Suddenly Sturla is depressed at the thought of how little these colleagues, he and Svanur — and also their fellow Icelandic poets of a similar stature — have contributed to world literature; their contribution even to Icelandic literature is pretty modest. And on the heels of this thought he begins thinking of his neighbor Áslákur, and an even greater gloom descends over him; in all the apartment buildings in the country — in all the high rises in the world — life goes on in exactly the same way as inside the residences of Skúlagata 40 in Reykjavík; how pathetic it is, how miserable. Weren’t fathers of numerous children all over the world fetching brooms from laundry rooms of apartments, only to return them to the same place later? Is there anywhere in the world where you can’t find insignificant men struggling to write some insignificant texts which are of no use to anyone but themselves — in other words, useless products that actually prevent the people who write them from being human beings of any value.

Or are they?

Doesn’t the piece Sturla wrote yesterday have any message? Could it be that the actual message of his damning, sarcastic critique of poetry festivals is self-deception, which springs from his discomfort and dissatisfaction over his own impotence and uselessness? That’s all very plausible, but he isn’t able to shake the feeling that this decision to make the leap from poetry to prose — a personal change of form — has aroused something entirely new inside him, something which really means something, for him or to others. He decides to fix himself a drink, and on his way into the kitchen (where the drinks are), he puts the newest Richard Thompson album, Front Parlour Ballads, on the CD player.

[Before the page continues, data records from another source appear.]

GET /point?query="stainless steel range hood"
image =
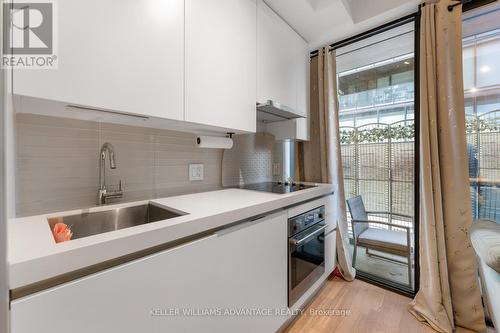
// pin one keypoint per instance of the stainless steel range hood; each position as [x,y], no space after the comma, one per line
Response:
[272,111]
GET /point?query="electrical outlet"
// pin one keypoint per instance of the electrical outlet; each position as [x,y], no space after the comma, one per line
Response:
[195,172]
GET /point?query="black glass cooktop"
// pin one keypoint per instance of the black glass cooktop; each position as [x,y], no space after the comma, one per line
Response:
[276,187]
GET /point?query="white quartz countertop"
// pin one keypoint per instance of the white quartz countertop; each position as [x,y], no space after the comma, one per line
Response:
[34,256]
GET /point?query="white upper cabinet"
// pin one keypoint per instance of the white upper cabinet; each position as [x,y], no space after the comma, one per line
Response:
[126,56]
[220,76]
[282,62]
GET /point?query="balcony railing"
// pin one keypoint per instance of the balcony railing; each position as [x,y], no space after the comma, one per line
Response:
[399,93]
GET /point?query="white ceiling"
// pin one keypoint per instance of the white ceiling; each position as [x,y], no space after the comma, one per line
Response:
[322,22]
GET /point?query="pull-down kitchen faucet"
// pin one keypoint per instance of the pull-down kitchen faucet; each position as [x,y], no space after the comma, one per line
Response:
[103,193]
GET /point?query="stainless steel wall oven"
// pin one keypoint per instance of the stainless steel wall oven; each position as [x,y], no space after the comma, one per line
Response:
[306,251]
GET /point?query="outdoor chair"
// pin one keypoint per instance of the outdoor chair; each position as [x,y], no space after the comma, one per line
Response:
[390,241]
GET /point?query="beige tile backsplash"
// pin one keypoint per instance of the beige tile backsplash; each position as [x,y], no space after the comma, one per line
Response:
[58,168]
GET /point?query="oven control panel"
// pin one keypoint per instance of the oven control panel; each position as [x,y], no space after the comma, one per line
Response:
[303,221]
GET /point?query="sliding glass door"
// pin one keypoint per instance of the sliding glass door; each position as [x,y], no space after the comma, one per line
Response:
[376,89]
[481,66]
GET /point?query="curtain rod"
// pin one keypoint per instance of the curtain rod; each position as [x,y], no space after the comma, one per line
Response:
[462,2]
[384,27]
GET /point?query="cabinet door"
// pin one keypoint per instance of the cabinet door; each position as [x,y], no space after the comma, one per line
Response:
[243,267]
[126,57]
[276,61]
[221,63]
[302,59]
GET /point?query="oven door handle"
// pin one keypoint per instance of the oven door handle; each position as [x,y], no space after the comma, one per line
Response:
[294,241]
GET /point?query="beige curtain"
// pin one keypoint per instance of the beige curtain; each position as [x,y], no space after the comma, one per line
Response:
[320,158]
[449,293]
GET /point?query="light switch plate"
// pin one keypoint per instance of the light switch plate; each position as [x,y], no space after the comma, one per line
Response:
[195,172]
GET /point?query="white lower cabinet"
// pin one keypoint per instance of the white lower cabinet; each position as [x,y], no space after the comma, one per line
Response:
[243,267]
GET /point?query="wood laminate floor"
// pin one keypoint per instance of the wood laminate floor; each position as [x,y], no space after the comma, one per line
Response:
[357,306]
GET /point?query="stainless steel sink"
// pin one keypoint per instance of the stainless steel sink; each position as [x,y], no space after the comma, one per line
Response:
[88,224]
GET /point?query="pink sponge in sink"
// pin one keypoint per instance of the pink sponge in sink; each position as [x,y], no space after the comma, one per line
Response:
[61,232]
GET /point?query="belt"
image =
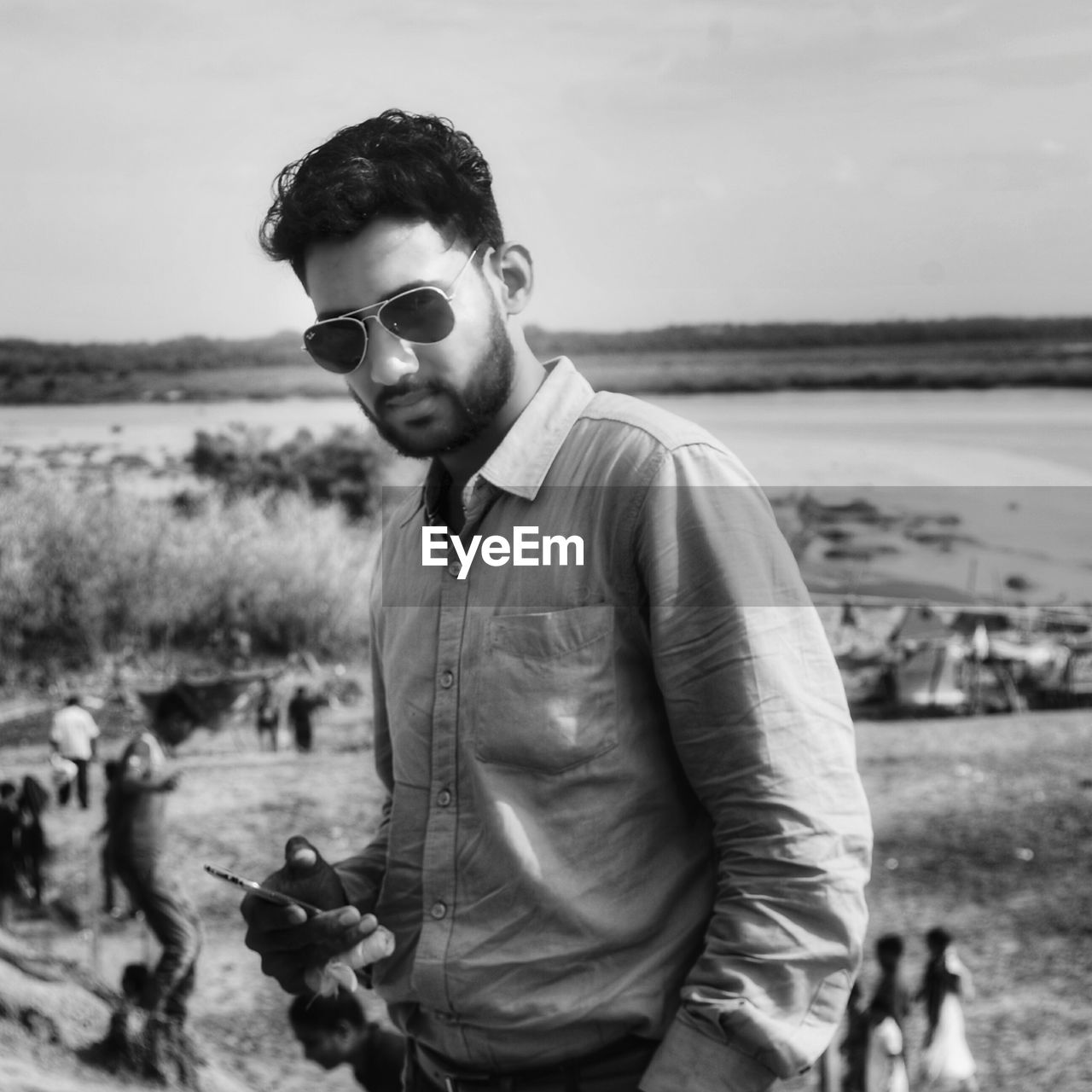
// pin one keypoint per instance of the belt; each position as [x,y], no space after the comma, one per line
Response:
[562,1075]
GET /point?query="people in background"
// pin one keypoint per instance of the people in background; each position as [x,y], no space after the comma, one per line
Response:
[74,737]
[947,1063]
[334,1031]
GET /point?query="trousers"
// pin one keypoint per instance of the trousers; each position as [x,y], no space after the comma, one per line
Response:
[175,924]
[616,1068]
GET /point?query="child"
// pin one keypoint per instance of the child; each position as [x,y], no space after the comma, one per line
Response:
[9,850]
[947,1065]
[854,1046]
[334,1031]
[887,1021]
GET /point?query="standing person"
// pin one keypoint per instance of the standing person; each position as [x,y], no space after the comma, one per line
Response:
[9,850]
[300,709]
[135,850]
[624,841]
[34,849]
[74,736]
[113,803]
[947,1063]
[887,1069]
[268,716]
[334,1031]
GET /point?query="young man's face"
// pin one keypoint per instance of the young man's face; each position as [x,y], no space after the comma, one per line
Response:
[423,398]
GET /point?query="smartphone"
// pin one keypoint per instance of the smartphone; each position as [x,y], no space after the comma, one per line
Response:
[256,889]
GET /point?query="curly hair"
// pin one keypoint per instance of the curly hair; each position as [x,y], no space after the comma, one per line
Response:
[415,166]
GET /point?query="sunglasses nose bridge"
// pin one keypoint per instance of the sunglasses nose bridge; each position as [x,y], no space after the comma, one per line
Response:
[388,357]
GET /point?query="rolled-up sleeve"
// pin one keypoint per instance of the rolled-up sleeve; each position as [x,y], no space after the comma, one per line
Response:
[760,724]
[362,874]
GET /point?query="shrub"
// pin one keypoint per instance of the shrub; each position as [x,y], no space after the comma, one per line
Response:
[344,468]
[84,572]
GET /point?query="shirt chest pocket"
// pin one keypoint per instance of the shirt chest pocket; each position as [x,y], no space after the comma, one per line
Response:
[544,697]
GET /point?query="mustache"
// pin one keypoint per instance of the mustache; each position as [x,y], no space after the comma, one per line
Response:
[403,388]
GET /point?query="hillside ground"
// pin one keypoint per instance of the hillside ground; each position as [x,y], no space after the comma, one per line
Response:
[983,825]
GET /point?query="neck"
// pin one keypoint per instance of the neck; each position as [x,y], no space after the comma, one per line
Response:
[527,375]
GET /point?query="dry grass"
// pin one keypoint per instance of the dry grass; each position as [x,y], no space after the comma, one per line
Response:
[90,570]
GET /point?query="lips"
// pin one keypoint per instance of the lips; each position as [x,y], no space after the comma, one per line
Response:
[413,400]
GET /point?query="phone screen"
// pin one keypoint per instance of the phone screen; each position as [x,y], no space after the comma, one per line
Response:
[254,888]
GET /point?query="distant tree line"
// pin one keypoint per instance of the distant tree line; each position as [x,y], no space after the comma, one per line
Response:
[787,335]
[343,468]
[22,357]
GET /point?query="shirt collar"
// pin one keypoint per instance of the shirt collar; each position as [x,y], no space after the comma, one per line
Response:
[522,459]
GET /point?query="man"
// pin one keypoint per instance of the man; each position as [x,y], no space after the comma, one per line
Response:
[135,852]
[624,842]
[300,709]
[334,1031]
[74,737]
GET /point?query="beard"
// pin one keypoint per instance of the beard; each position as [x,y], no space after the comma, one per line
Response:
[473,408]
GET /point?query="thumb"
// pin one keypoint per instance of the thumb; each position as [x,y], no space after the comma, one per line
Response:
[300,857]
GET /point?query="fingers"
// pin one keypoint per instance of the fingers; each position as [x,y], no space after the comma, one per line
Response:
[291,949]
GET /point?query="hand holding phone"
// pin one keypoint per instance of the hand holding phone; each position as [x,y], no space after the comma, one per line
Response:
[321,949]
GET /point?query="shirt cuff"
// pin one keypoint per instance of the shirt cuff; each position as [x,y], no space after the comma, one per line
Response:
[358,892]
[690,1061]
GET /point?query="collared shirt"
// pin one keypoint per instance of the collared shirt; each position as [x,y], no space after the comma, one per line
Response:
[621,787]
[73,730]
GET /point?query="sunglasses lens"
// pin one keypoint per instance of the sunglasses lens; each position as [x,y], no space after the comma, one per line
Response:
[336,346]
[423,316]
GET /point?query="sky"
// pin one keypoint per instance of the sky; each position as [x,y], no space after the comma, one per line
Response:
[674,162]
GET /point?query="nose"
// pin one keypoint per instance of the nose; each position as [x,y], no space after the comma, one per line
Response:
[389,357]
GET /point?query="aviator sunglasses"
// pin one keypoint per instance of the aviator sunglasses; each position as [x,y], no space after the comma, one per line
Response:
[421,316]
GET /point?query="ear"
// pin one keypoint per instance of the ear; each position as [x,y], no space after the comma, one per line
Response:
[514,271]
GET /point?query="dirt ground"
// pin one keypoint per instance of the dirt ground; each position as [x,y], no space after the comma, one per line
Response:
[235,807]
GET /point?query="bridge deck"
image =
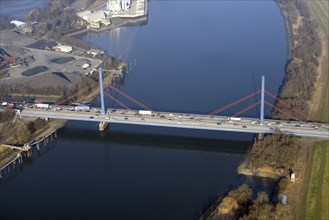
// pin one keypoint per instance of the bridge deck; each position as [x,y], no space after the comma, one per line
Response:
[184,120]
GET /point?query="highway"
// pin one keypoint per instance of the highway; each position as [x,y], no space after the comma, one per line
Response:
[182,120]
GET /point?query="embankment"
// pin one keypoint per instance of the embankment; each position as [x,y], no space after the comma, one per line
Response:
[305,86]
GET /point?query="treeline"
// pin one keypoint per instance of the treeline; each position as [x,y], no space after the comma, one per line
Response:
[301,69]
[54,20]
[6,116]
[277,151]
[241,204]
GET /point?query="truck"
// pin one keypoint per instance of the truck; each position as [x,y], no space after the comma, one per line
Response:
[85,66]
[42,105]
[233,119]
[144,112]
[82,108]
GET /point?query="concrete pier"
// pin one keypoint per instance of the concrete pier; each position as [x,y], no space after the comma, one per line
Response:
[102,125]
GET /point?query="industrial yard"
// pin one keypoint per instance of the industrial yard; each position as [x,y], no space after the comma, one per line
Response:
[40,68]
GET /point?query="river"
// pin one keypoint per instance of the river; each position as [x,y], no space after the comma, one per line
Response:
[191,56]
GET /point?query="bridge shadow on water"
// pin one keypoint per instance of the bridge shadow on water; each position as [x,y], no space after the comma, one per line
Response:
[173,140]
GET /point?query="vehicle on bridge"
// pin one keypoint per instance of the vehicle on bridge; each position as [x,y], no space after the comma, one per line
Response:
[42,105]
[233,119]
[144,112]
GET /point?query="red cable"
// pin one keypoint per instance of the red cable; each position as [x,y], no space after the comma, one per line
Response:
[87,97]
[77,93]
[130,98]
[280,110]
[117,101]
[246,109]
[289,106]
[233,103]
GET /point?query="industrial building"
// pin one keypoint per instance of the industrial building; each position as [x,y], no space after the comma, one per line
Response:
[96,19]
[127,8]
[63,48]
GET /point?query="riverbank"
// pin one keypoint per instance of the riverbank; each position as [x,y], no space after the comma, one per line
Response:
[296,154]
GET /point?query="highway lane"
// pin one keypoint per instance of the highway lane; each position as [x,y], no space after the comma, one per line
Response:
[184,120]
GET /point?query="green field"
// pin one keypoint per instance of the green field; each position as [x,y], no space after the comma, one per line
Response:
[316,200]
[317,197]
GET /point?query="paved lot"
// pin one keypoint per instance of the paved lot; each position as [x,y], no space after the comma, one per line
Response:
[61,68]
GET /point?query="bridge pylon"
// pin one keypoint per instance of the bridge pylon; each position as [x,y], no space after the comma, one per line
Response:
[101,90]
[102,125]
[261,120]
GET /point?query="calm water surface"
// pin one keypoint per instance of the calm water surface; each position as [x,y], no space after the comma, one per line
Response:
[191,56]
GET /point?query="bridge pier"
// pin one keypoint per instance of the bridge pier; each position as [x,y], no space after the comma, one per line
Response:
[102,125]
[262,102]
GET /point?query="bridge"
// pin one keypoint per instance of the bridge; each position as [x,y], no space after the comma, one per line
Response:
[306,127]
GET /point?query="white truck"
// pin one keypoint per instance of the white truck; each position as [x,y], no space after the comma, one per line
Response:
[42,105]
[82,108]
[233,119]
[144,112]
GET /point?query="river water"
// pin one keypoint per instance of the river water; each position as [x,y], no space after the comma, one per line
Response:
[191,56]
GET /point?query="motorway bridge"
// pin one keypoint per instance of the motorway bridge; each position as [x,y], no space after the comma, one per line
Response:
[300,127]
[183,120]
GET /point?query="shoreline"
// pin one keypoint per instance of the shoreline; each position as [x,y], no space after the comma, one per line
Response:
[315,107]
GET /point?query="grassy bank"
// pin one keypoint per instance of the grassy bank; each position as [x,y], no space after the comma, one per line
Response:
[317,195]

Isn’t this something that happens to him at regular intervals, these reflections and this doubt about his occupation? After having gulped down two shots of vodka and persuaded himself, by scanning his eyes briefly over his article from yesterday, that he is on the right path — that he couldn’t be on anything but the right path — Sturla rings the editor Jónatan Jóhannsson.

“I think I’ve written you an article,” he says, letting Jónatan know he will swing by in the morning with it; he is heading abroad on Friday.

“Is it a short-story?” the editor asks and continues noisily eating something he’d picked up while Sturla was saying his name at the beginning of the conversation.